The Cookie Clearinghouse promises to create two lists of domains: one for those that browsers would permit to set cookies and another for those that would be blocked. Mozilla has embraced the project because it would solve challenges within the company’s own third-party cookie solution, according to Mozilla’s CTO Brendan Eich.
Mozilla’s third-party cookie patch has two problems: It fails to associate subdomains with primary domains even if they belong to the same party (e.g., foocdn.com vs. foo.com) and does not block cookies on sites that users may visit by accident. “The only credible alternative [to these problems] is a centralized block-list (to cure false negatives) and allow-list (for false positives) service,” wrote Eich in a blog post.
Unsurprisingly, advertisers are highly skeptical of the project.
Even though Aleecia McDonald, director of the Cookie Clearinghouse, has pledged to support opt-out cookies set by the Digital Advertising Alliance’s AdChoices Program, the DAA’s managing director, Lou Mastria, dismissed the effort as “cherry-picking.”
“As I see it, they’re cherry-picking which pieces of the [AdChoices] program they’ll honor,” Mastria said. “What’s troubling here is this is taking away user choice and replacing it with some sort of court that decides what business models will be supported on the Net and which won’t be.”
While it is still unclear which criteria will be used to determine which domains land on the lists, small publishers and, ultimately, consumers will bear the brunt of the Clearinghouse’s effect, Mastria predicted.
“The business model that all of us take for granted is that advertising will be there to support whatever new services or content is created,” Mastria said. “And right now an advertiser can shop around for the best audience in an efficient way to deliver the best ad to consumers. [The Cookie Clearinghouse] will force advertisers to pay more to find relevant audiences, making it more difficult for small publishers … and cut off innovation.”
Andrew Casale, VP of strategy at Casale Media, agreed.
“The content that we all love to consume costs money to produce and there has been zero mention of how this program will support the publishers of those websites,” Casale said.
Another problem, he noted, is that a program that allows only first-party domains to set cookies could lead to a “more intrusive style of advertising that users hate so that ad tech platforms can get that first-party cookie set.”
Casale pointed to interstitial ads as an example. “In an interstitial ad, if you’re on a publisher’s website and you click somewhere,” he said, “you could be suddenly directed to an ad that takes over your entire screen. When you’re in that environment, you’re still in the first-party domain of the ad server. And, under [the Cookie Clearinghouse] program, you will then be eligible to receive a first-party cookie that could remain persistent.”

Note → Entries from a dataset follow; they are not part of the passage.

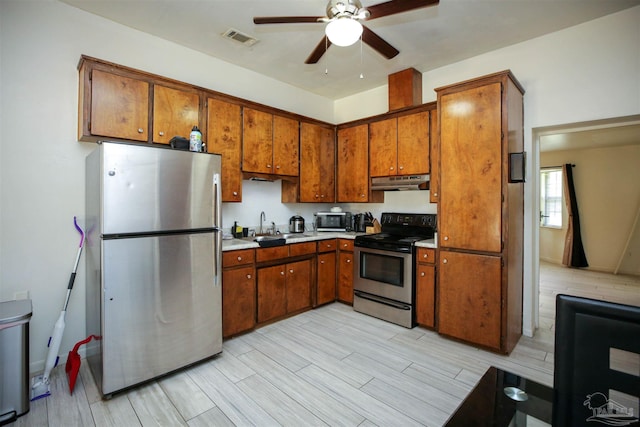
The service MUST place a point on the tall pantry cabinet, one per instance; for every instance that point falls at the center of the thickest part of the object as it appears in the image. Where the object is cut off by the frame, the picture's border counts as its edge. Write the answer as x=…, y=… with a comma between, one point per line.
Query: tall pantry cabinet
x=480, y=211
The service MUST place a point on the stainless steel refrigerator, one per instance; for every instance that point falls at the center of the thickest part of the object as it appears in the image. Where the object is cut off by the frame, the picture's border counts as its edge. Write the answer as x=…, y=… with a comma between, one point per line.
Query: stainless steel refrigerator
x=153, y=253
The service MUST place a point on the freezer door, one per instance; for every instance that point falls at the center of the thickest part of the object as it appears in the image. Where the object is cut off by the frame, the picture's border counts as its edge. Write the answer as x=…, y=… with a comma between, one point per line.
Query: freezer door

The Cookie Clearinghouse could also affect areas outside of targeted ads, suggested Mike Ouellette, who directs real-time bidding for ad network Chitika.

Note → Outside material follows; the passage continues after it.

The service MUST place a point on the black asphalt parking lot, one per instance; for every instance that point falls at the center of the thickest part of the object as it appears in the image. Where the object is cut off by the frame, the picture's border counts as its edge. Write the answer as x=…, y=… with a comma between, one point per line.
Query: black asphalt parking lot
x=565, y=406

“The real conundrum of third-party cookies is in terms of how browsers are going to deal with more benign cookies around site analytics, site optimization, etc.,” Ouellette said. “That’s a different use of cookies for different purposes, but those types of cookies could still get caught up in this net that Mozilla is casting.”
Noting that the program is still in a nascent stage, Mozilla and the Cookie Clearinghouse board of advisors have announced plans to collect feedback from the public about its project next month. Even so, Casale noted, unless the team spearheading the project can strike a balance with the ad industry, all that will be achieved “is a program that can be worked around by ruining the user experience an,d in the end, will not solve any privacy issues.”